The first mistake many car buyers make is going to a dealership without doing their homework. Choosing a reputable dealership is as important as choosing a quality vehicle, especially when it comes to used car sales. Take the time to check with the Better Business Bureau to see which dealerships in your area have any unresolved complaints. It is also a good idea to stop by your base legal assistance or JAG office to see if there are any dealers in your area that have a history of customer satisfaction problems.
Although many independent dealerships have fine reputations for customer service and treatment, it is important to know that they are not held to the same manufacturer customer satisfaction and used car quality standards as franchised dealerships. But, it is fair to expect that all car dealers will provide a large selection of quality vehicles in your price range and have a factory-trained or Automotive Service Excellence (ASE) certified technician on staff.
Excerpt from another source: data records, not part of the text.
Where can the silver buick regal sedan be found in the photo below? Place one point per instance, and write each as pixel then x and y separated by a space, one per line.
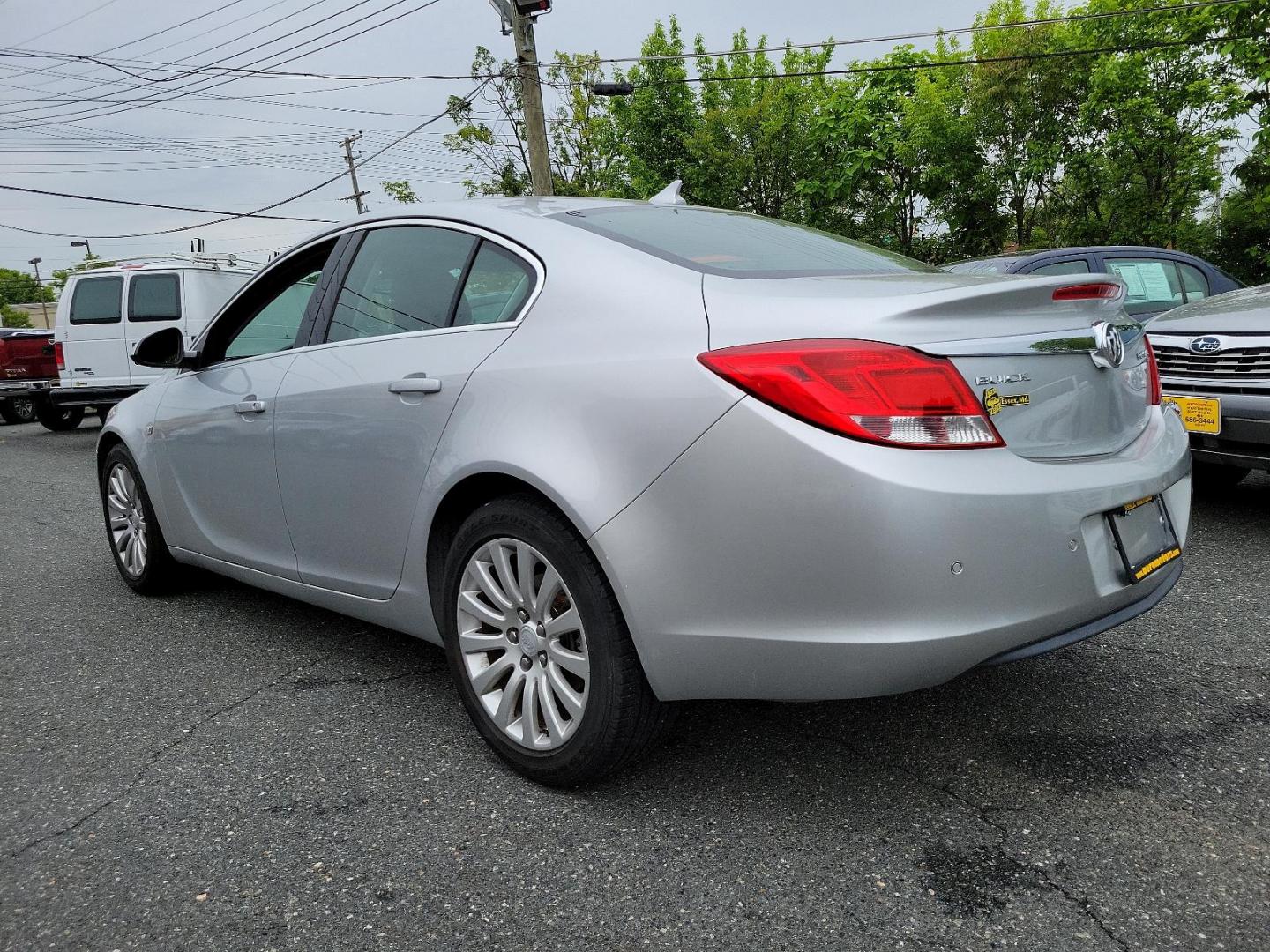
pixel 614 455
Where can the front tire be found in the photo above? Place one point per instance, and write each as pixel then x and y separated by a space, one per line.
pixel 58 418
pixel 537 645
pixel 17 410
pixel 131 527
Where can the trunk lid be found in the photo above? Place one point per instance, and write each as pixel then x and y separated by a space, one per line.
pixel 1027 357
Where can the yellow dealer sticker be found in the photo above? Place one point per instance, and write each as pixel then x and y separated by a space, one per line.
pixel 995 403
pixel 1199 414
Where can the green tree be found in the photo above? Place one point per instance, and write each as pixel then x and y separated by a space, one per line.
pixel 654 124
pixel 1241 225
pixel 1151 131
pixel 753 143
pixel 20 288
pixel 883 172
pixel 1024 108
pixel 582 133
pixel 13 317
pixel 399 190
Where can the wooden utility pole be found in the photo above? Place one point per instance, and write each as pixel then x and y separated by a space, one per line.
pixel 347 143
pixel 531 97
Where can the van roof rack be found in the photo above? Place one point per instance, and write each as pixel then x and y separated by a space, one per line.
pixel 215 262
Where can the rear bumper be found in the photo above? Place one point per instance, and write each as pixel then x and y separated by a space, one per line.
pixel 90 397
pixel 773 560
pixel 1169 577
pixel 23 387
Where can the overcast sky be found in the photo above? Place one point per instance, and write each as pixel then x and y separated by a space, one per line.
pixel 235 155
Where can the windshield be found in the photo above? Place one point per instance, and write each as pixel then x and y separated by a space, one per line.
pixel 736 245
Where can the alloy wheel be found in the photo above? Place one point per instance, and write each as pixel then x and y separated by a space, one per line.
pixel 522 643
pixel 127 519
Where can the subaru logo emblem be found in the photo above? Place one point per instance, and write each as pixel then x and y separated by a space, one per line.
pixel 1206 346
pixel 1108 346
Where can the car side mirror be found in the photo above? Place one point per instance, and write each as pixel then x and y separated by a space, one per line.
pixel 165 348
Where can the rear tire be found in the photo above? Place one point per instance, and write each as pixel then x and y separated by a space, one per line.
pixel 58 418
pixel 619 718
pixel 17 410
pixel 1217 475
pixel 149 570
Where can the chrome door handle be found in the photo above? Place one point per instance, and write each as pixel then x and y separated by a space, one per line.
pixel 415 385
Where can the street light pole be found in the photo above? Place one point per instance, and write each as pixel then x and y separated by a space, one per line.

Car lots with signs reading "No Credit, No Problem" or that advertise cars based on monthly payments should be avoided. These are red flags that tell you the cars are likely in poor condition and have either high mileage or undisclosed mechanical issues that will come back to haunt you. This type of dealership makes their money preying on lower income customers who can’t afford higher quality cars or have credit issues that make it impossible for them to finance cars any other way. In addition these “great deals” often come with high blue book prices, hidden charges and outrageous interest rates.
The trick is to be as careful when choosing the dealership as you are when choosing the make and model of car. A little homework and due diligence can save you thousands of dollars.